The Renaissance Club - Chapter Two, second half

Hoping to entice you with installments -- hey, it worked for Dickens! -- I present the second half of Chapter Two of my novel The Renaissance Club. In this section we meet some of the travelers as they wrestle with jetlag and various personal problems while trying to get to sleep on their first night in Italy. And downstairs in the hotel, a backroom deal is being made.

Chapter Two. Rome. Day One.
 
            Down the hall from the Perls, Art and Eva Manookian were in an even tinier room, and also suffering from jet lag, but in two different ways. Art had fallen into what appeared to be a coma and was snoring so loudly Eva thought it might be heard through the walls.
            Eva was ferociously pacing figure-eights around the room and into the bathroom and back, her uncombed gray-blonde hair frizzed around her like an electric halo.

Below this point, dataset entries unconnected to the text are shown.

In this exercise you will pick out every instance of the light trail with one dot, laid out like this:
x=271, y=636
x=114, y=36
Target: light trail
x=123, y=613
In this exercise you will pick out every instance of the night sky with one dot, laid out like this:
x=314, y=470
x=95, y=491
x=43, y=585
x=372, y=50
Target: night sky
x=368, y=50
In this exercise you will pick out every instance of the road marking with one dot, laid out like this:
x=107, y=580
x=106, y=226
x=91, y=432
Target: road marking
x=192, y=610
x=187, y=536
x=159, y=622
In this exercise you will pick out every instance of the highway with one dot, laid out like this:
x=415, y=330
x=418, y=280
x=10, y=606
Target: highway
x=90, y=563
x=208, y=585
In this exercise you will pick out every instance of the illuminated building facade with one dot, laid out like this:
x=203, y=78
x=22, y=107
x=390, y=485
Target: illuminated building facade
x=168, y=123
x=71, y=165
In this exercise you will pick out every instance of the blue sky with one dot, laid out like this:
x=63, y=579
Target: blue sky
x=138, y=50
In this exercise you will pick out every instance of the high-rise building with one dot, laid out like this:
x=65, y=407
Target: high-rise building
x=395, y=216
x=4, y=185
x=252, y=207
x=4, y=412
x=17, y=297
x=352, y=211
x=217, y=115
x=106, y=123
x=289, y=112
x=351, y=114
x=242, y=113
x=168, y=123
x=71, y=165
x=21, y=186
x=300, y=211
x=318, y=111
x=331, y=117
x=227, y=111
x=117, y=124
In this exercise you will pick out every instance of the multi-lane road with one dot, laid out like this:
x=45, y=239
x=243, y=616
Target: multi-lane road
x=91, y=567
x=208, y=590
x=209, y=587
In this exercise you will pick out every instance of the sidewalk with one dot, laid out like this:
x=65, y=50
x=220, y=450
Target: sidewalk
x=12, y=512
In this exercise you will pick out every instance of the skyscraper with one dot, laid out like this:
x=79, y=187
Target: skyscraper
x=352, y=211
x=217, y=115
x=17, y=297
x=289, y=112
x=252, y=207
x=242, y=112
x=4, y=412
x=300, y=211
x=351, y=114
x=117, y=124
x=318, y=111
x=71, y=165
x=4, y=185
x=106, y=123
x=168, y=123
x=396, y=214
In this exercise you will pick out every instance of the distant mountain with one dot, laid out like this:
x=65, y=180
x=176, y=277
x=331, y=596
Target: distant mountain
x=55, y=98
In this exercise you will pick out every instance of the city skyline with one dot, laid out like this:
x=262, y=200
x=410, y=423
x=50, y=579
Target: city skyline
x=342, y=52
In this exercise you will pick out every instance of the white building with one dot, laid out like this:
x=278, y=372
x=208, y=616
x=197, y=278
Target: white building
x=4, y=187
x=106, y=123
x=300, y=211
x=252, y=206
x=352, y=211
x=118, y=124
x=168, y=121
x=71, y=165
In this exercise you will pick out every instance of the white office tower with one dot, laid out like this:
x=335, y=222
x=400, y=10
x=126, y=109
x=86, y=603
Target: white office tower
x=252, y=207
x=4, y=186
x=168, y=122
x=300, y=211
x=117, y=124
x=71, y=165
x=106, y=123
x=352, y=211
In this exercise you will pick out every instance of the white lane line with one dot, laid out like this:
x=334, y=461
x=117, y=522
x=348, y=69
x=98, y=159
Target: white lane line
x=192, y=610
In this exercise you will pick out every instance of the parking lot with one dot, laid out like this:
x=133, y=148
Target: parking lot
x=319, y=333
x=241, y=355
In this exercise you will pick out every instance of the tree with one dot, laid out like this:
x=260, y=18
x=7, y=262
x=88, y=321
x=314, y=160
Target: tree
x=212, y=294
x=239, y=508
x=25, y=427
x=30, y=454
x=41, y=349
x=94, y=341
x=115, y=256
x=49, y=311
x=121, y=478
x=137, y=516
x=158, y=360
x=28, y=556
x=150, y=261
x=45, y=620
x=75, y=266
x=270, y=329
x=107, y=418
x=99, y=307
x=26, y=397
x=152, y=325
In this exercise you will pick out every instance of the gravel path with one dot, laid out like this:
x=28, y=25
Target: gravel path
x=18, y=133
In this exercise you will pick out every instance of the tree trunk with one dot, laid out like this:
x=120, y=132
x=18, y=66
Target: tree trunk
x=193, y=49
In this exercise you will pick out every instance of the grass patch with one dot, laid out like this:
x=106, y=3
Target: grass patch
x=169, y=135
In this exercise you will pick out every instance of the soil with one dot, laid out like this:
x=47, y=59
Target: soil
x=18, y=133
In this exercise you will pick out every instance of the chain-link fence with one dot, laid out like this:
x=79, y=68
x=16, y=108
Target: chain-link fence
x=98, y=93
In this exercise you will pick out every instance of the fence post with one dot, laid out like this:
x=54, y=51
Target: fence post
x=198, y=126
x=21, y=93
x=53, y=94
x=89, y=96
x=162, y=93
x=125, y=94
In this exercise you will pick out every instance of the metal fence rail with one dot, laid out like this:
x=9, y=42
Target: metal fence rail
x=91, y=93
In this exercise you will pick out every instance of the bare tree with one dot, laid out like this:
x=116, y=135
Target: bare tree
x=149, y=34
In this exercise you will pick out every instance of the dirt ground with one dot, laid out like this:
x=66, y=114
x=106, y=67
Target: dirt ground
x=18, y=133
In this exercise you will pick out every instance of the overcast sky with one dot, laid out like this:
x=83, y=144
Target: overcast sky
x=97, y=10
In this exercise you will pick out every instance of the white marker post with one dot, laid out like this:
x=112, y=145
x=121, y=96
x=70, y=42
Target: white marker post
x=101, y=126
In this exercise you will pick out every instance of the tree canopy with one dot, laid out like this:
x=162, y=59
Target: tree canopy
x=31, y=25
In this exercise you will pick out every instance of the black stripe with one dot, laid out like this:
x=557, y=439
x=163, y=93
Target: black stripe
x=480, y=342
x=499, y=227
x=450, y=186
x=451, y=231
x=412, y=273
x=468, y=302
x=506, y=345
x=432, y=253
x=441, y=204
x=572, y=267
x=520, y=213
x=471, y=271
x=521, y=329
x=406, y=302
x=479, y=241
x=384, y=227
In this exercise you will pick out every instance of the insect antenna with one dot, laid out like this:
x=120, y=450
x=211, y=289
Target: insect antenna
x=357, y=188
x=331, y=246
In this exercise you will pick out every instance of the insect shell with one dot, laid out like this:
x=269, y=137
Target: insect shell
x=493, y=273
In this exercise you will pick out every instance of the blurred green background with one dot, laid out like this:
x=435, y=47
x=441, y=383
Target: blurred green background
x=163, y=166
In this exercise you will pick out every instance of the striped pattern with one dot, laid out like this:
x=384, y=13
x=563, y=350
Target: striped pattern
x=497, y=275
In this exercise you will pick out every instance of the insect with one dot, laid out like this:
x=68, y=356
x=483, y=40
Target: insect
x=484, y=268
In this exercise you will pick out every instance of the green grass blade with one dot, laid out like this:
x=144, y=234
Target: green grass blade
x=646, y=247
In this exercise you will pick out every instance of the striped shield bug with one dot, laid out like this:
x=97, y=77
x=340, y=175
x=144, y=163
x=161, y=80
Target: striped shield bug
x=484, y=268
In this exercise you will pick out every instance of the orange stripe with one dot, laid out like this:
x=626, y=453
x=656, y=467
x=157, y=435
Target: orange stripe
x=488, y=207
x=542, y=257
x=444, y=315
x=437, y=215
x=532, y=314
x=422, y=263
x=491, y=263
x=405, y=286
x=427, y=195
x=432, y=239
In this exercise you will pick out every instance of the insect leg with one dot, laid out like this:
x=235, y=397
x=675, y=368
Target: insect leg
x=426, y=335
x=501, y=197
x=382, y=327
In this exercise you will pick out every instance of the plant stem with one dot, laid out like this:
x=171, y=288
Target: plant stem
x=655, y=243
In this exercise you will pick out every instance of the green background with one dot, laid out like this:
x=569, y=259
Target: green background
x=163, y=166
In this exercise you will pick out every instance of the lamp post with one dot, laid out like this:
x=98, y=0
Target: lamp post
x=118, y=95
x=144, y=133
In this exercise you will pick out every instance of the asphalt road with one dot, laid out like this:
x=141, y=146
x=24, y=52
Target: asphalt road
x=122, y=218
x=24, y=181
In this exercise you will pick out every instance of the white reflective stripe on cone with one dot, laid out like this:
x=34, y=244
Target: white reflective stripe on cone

With such magnificent energy, she could have painted all night, especially with Art asleep, leaving her in no danger of his wanting sex, the old satyr. But instead of being at her easel, she was trapped in this dark hotel room with no supplies and a brain full of images.
            The ride from the airport into Rome had been stunning, unforgettable, and (Norman had been right here) indispensable to an understanding of the Renaissance and Italy with its new humanism. Ancient city walls jamming up next to medieval palazzos with rough-piled stone bases, an Egyptian obelisk rising in a Baroque fountain. Italy was a monstrous mess of beautiful art, you could never have guessed from the stately films. She loved this hodgepodge and wanted to take it all in, without a guide, thank you very fucking much. Frothing over with pictures, she felt the curse of the artist: to be unable to forget what you had seen.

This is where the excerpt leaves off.